Traditional glasses often fit poorly on Black faces. A nose bridge that's too high or narrow creates a gap between the frame and the wearer's nose, with nose pads resting on top of the nose instead of on the sides as they're supposed to. This makes glasses slide down or conversely move up when their wearer smiles.

It's a design problem that Reframd's founder Ackeem Ngwenya, who studied innovation design engineering at the Royal College of Art and Imperial College London, decided to tackle. He created frames with lower and wider nose bridges for glasses that rest comfortably around the nose bridge instead of on top of it. Currently, Reframd offers 'standard' frames in three widths, priced at EUR 200, with sunglasses sold for EUR 249.
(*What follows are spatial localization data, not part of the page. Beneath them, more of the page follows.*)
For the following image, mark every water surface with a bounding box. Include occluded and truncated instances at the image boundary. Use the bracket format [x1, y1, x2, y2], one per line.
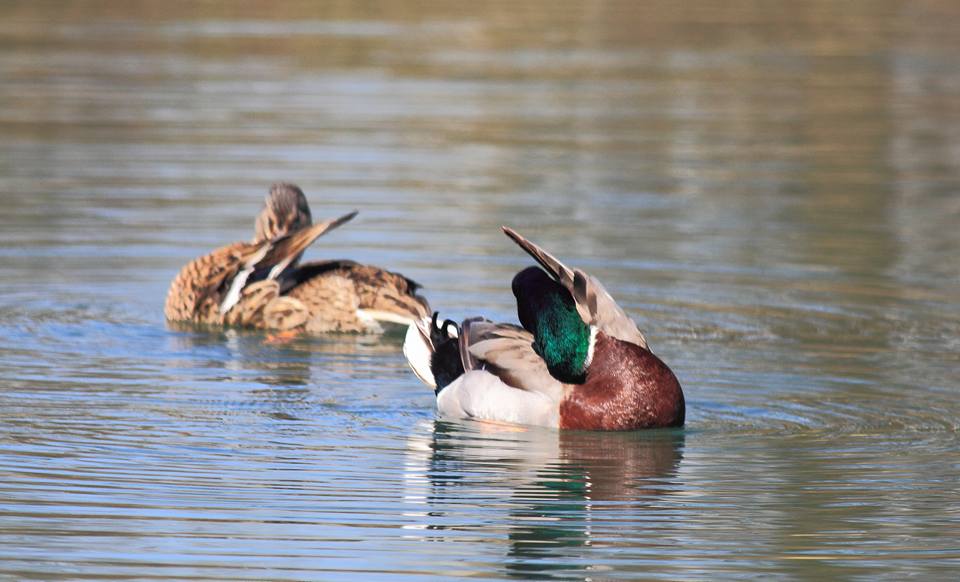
[1, 1, 959, 579]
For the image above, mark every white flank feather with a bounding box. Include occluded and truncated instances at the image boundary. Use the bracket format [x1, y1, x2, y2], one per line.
[357, 309, 416, 327]
[437, 371, 559, 428]
[219, 245, 271, 315]
[355, 309, 385, 334]
[403, 318, 436, 388]
[267, 260, 289, 281]
[219, 267, 253, 315]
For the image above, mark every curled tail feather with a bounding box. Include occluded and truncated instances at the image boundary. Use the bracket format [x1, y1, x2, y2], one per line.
[403, 313, 463, 393]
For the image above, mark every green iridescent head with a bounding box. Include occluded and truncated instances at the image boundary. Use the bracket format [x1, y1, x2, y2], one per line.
[513, 267, 592, 384]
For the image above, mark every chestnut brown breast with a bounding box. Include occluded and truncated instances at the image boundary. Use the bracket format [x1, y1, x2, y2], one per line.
[559, 332, 685, 430]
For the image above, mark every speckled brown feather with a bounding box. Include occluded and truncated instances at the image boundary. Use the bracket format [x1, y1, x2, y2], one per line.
[223, 280, 282, 328]
[164, 241, 262, 325]
[253, 183, 312, 244]
[164, 212, 355, 324]
[165, 182, 426, 334]
[263, 296, 310, 331]
[166, 183, 328, 326]
[285, 272, 365, 333]
[286, 260, 431, 331]
[340, 262, 431, 321]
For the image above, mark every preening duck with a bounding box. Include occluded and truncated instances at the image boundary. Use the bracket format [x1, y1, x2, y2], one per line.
[403, 227, 684, 430]
[164, 183, 430, 333]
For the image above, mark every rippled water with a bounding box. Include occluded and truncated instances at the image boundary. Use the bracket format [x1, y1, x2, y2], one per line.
[1, 1, 959, 579]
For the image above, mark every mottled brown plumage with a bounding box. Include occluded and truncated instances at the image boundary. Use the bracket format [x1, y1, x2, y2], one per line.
[253, 183, 313, 244]
[284, 260, 430, 332]
[164, 183, 430, 334]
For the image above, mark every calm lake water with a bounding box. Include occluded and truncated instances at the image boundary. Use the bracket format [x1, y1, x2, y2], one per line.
[1, 1, 959, 579]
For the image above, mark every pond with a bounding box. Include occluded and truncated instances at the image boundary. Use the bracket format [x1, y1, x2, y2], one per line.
[0, 1, 958, 579]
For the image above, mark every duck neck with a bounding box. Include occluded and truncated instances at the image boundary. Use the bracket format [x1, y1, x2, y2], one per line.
[513, 266, 594, 384]
[533, 291, 593, 384]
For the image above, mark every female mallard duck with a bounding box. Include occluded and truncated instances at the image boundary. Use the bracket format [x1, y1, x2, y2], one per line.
[164, 183, 430, 333]
[403, 227, 684, 430]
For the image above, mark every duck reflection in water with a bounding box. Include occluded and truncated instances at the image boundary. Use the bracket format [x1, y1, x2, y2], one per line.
[403, 420, 684, 574]
[165, 326, 405, 421]
[167, 326, 404, 384]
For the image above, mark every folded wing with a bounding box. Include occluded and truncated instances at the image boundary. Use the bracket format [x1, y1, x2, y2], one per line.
[218, 211, 357, 315]
[459, 318, 565, 403]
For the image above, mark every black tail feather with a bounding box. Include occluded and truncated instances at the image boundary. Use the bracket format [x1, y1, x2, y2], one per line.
[429, 312, 465, 394]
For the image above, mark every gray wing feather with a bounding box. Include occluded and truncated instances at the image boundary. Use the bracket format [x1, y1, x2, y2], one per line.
[460, 319, 565, 401]
[502, 227, 648, 349]
[459, 317, 484, 372]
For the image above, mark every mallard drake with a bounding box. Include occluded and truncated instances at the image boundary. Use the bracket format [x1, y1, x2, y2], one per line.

Recognizing the individuality within Black faces, the company's next step will be to incorporate 3D modelling to create custom-built frames. A customer will be able to use their phone camera to capture their 'face landmarks'. As Ngwenya explained to Design Week, "Essentially, it's a pair of glasses that adapt in response to different inputs such as head width, bridge height, pantoscopic tilt, temple length, and more. These parameters drive frame creation for a particular person and that frame is then sent to our production partner and made for the customer."

When creating a new product, every choice a designer makes has the potential to exclude people. Sometimes that's done unwittingly, other times it's a deliberate decision to focus on the largest group of potential buyers. Either way, those decisions create gaps in the market for other entrepreneurs to fill, by embracing any group that has been excluded or overlooked!